Ah, that would make sense. The bloomfilter from today is from the 2024-07-22 snapshot.
But it seems that virtually no TTL data got deleted. The node had ~13 TB on 10/07 and now ~ 5TB. Thats exactly 8TB which should have been deleted but is still “uncollected garbage”.
The TTL data is not protected from the GC, moreover the GC is very often can move the TTL data to the trash before the expiration time. Of course, if that data was deleted by the customers before the expiration time.
See:
Your TTL DB has entries from the entire 30 days range. That looks good so far. The files that should expire in the next 2 days have been uploaded 28-30 days ago. All fine.
I love this. Now I am the owner of the software. I mean it is open source and you could fork it at any time. So that statement doesn’t make too much sense but for the record I guess I can now call me the owner of this project
Why do you think that you have an expired TTL data?

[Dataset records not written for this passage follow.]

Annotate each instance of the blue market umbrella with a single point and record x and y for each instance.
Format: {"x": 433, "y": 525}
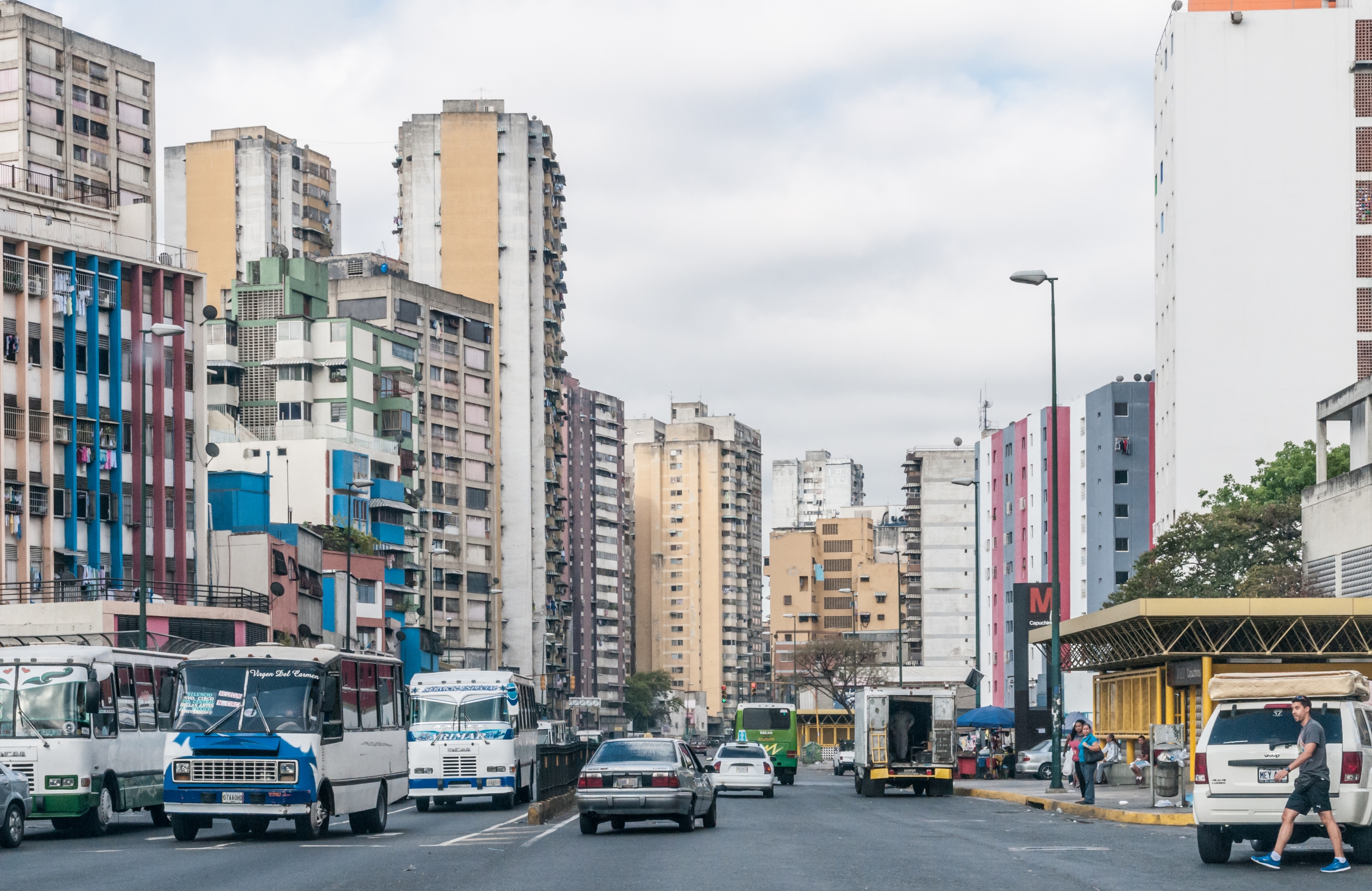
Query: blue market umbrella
{"x": 989, "y": 717}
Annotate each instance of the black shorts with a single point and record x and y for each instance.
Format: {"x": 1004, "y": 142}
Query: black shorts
{"x": 1311, "y": 794}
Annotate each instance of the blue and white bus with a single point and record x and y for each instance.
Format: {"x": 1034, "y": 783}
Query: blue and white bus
{"x": 271, "y": 732}
{"x": 473, "y": 734}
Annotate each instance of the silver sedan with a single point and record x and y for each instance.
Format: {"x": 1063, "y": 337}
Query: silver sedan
{"x": 630, "y": 781}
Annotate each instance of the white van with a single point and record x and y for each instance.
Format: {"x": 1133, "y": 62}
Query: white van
{"x": 1252, "y": 735}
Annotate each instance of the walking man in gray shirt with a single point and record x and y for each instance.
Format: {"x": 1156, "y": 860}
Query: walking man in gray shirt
{"x": 1312, "y": 790}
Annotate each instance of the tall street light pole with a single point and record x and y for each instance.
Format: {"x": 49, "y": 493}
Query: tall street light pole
{"x": 160, "y": 330}
{"x": 1038, "y": 277}
{"x": 976, "y": 532}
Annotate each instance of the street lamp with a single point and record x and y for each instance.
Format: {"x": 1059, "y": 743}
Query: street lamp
{"x": 160, "y": 330}
{"x": 348, "y": 628}
{"x": 976, "y": 551}
{"x": 1038, "y": 277}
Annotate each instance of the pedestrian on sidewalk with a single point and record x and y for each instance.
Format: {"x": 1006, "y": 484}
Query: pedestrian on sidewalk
{"x": 1312, "y": 790}
{"x": 1113, "y": 756}
{"x": 1089, "y": 754}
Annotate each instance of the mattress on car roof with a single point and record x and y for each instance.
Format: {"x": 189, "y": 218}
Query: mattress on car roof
{"x": 1283, "y": 686}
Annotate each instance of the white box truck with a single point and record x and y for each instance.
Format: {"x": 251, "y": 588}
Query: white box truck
{"x": 905, "y": 738}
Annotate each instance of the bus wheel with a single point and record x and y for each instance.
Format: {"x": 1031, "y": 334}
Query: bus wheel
{"x": 314, "y": 823}
{"x": 184, "y": 829}
{"x": 371, "y": 821}
{"x": 97, "y": 821}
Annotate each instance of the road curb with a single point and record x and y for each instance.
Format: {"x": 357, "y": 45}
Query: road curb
{"x": 1084, "y": 811}
{"x": 546, "y": 809}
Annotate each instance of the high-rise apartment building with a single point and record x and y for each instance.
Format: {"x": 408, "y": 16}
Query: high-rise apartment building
{"x": 481, "y": 214}
{"x": 79, "y": 120}
{"x": 456, "y": 532}
{"x": 814, "y": 487}
{"x": 697, "y": 557}
{"x": 597, "y": 549}
{"x": 1251, "y": 94}
{"x": 939, "y": 557}
{"x": 246, "y": 194}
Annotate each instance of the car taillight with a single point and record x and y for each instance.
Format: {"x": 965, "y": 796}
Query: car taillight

Only based on the script’s output? It’s not necessarily the expired data. Accordingly records from your TTL database, all expired data except today is already deleted.
But your node may contain the uncollected garbage.
The satellites report that I should have ~4.75TB yet there is ~14TB in the entire blobs folder. This node used to be on a half filled 6TB disk when I moved it to a 16TB disk just before the saltlake tests started. It filled within 2 weeks of the tests, so it’s safe to assume that most of the data is from the tests from saltlake.
Wasn’t there only TTL data uploaded during these tests? That’s how I come to the conclusion that most of the uncollected garbage are expired TTL pieces.
I mean, technically expired data is also uncollected garbage. It’s a shame the piece_expiration.db doesn’t list the size of pieces. If it did, I could list that separately to provide more insight.
However, I think it’s quite unlikely for such amounts of uncollected garbage to not be TTL data from the tests at this moment.
I wonder if it could be that there are scenarios where the TTL metadata isn’t there, but the pieces are. Like perhaps (incomplete) downloads that do het committed to disk, but never add the TTL record under certain circumstances. Or something in the TTL cleanup process that removes the TTL metadata without removing the files.
It might just be that TTL cleanup takes a long time, but based on my own nodes and user reports, I suspect something more is going on. Especially since @donald.m.motsinger reports that there are no old TTL records, while still having huge amounts of uncollected garbage that could only have been generated by these recent tests.
GC with insufficiently large BF’s then only compounds the problem if the backup system can’t efficiently clean up the remaining pieces.